С тех пор во всех описаниях стремлюсь к междисциплинарному подходу.
Но вообще примерным советским студентом никогда не был. В университет ходил в джинсах, таких, не очень глаженых, а с занятий по истории КПСС меня выгоняли. А еще была забастовка! Я тогда был председателем совета молодых ученых в Академии Наук. Там тоже были свои плюсы и минусы. Первое финансирование своих исследований я получил в так называемом черном конкурсе – когда голосовали не по фамилиям, а по номерам работ. Финансирование было выделено на проведение коллективом молодых ученых под моим руководством исследования по ценностным ориентациям. Но когда средства пришли в институт, у меня их просто забрали. Тогда мы устроили забастовку. Кстати, и форма забастовки была интересной. Мы отказывались получать зарплату. Но потом через несколько недель директор подвел меня к окну и спросил: «Видишь грузовик едет?» — «Вижу», ответил я. «А видишь трубу завода?» – «Вижу». «А видишь, как люди работают в ботаническом саду?». – «Вижу». И тогда директор сказал – «Все это будет работать через год, пять лет и десять лет. А ты – бастуй».
Вот так талантливо мне обьяснили философию тогдашней жизни.
— Мы только начали говорить, а вы уже рассказали про нагоняй при защите диплома, забастовки, бегство от пролетариев с монтировкой… А потом в вашей жизни были увольнения… После выборов 2010 года вы даже несколько лет жили за рубежом. Но решили вернуться. Не проще ли было реализовывать себя и заниматься наукой в каком-нибудь уютном европейском университете?
— Все очень просто. Я белорус, и занимаюсь той страной, в которой я вырос и с которой себя абсолютно идентифицирую. Я хочу этим заниматься по мере имеющихся возможностей. А ученому же много не нужно. Даже рост не нужен. Не обязательно быть вчера научным сотрудником, а завтра – директором. Я бы сказал, это даже противопоказано. Ему нужно глубоко разработать свою тему – интересней, чем это сделал, например, его коллега за рубежом. У ученых другая мотивация. Критерием настоящего ученого является такая особенность, что он согласен сам платить за то, что ему дают заниматься его любимой темой. Удовлетворение я получаю от открытия новых методик, распознавания тенденций, новых подходов. Это такая же радость, как кому-то доставляют деньги или власть. Для ученого деньги – это лишь инструмент, ресурс для исследований, а власть – вообще обременение.
— Как вы пришли к идее создания лаборатории «Novak»?

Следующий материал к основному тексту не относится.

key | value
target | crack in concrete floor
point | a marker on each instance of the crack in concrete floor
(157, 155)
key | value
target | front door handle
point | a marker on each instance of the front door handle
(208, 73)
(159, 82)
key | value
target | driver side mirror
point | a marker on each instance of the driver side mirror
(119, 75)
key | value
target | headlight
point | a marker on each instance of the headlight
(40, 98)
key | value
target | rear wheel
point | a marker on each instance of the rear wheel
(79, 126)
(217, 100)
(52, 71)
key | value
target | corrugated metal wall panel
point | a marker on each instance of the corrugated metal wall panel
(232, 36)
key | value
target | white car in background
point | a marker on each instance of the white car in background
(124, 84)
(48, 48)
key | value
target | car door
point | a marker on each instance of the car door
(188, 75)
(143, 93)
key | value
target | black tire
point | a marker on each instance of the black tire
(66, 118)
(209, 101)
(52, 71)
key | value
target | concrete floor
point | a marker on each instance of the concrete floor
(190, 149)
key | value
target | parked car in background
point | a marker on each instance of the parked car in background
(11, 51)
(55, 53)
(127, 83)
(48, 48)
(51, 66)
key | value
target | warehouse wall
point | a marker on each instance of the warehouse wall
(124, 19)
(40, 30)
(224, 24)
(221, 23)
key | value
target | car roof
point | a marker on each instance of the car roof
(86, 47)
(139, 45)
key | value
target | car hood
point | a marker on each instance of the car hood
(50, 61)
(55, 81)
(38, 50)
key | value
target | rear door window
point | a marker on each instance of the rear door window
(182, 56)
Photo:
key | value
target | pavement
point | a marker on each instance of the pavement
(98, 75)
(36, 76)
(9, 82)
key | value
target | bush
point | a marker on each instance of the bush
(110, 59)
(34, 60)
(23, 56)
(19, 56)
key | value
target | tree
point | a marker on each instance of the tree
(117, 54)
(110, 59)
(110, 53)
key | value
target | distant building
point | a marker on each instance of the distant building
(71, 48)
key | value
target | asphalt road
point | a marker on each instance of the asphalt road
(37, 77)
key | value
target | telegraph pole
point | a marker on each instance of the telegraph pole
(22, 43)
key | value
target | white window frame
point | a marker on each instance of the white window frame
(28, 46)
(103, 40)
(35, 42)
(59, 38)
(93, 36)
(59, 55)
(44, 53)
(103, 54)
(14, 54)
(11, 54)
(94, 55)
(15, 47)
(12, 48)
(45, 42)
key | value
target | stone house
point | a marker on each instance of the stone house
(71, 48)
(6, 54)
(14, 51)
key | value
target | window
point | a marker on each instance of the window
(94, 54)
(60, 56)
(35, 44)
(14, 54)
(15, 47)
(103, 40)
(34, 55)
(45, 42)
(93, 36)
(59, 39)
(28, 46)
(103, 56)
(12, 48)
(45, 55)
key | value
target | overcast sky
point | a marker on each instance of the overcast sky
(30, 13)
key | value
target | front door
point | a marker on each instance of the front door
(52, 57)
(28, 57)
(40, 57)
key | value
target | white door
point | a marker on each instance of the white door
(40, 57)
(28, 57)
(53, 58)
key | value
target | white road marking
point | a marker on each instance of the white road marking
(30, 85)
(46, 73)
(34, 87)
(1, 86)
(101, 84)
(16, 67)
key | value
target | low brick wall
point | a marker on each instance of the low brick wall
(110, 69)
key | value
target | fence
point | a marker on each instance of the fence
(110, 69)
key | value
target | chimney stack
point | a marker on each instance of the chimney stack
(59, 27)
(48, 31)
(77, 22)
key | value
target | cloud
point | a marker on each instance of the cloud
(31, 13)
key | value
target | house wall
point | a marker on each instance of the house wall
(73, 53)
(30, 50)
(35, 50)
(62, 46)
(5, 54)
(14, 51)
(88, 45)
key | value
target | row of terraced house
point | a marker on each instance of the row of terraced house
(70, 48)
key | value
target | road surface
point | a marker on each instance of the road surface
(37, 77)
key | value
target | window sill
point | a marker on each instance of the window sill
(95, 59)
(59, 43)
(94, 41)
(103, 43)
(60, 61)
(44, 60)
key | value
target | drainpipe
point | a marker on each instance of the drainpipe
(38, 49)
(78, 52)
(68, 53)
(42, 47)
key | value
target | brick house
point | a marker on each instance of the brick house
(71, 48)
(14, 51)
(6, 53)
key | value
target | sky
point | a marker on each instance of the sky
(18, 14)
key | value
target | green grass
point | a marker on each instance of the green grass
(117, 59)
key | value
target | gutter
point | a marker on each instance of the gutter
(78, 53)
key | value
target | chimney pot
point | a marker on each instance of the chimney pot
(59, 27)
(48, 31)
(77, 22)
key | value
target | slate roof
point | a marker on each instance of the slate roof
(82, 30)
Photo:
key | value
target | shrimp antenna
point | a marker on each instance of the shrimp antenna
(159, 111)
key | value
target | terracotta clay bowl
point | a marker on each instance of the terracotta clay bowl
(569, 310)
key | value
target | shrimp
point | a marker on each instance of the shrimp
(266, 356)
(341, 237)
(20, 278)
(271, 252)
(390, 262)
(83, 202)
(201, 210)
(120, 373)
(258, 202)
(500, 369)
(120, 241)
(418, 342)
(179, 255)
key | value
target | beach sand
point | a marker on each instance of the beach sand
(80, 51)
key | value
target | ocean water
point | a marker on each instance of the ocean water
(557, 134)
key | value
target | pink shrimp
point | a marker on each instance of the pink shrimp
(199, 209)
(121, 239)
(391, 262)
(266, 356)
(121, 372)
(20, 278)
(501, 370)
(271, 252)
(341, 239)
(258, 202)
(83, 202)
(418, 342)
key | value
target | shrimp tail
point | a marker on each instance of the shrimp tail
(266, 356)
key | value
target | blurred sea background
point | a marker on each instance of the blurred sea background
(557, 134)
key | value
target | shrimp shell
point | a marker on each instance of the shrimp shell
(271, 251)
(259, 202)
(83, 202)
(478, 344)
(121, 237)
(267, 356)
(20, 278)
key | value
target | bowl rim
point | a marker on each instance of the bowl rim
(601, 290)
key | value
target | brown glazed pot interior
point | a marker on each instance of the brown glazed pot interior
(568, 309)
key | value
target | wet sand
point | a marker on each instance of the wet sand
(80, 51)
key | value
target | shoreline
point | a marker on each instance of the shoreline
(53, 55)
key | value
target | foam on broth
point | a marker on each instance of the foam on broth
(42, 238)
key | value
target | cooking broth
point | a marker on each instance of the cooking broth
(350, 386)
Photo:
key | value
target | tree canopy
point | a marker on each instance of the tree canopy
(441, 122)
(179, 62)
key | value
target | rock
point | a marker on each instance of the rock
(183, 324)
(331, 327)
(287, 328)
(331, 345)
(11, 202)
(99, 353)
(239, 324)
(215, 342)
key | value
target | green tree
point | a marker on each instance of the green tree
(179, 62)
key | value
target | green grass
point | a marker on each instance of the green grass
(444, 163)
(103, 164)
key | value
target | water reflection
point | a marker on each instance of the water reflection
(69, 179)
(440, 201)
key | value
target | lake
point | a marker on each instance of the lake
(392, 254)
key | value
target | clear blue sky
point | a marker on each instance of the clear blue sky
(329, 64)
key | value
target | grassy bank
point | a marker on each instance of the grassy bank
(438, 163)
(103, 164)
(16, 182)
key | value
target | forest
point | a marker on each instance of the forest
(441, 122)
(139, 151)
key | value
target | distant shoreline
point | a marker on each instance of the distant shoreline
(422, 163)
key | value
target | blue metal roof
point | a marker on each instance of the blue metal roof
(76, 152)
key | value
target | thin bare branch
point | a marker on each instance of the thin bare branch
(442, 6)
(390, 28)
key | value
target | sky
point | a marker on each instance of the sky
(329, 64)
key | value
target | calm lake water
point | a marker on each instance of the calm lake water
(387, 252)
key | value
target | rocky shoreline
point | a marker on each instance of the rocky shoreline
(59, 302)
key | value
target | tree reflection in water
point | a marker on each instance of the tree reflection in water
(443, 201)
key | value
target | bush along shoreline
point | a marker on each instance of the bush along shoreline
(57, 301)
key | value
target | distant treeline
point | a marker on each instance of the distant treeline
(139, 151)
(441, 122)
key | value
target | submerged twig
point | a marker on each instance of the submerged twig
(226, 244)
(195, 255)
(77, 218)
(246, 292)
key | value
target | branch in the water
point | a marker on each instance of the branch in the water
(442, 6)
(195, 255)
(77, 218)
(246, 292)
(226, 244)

— Из Института социологии я перешел, точнее, меня очень технологично переманили в Институт проблем культуры на должность проректора. Под моим руководством было 500 человек, лаборатории… Мне обещали, что будут все возможности для исследователей, но я очень быстро оттуда ушел.
— Почему?
— Стало быстро понятно, что меня туда взяли не для этого. Скорее, как какую-то академическую куклу, которую предьявляли, когда приезжают гости из-за границы. Я произносил речь, и меня задвигали куда-то до следующей речи. Поэтому и ушел. Помню, когда закрывал обходной лист, женщина в бухгалтерии буквально кричала: «Андрей Петрович, как!? С такой зарплаты не уходят!!!» Но я ушел, причем, ушел буквально в никуда. С крыльца открывалось незаполненное пространство. Заполнил. Так и начинался «Novak» (смеется).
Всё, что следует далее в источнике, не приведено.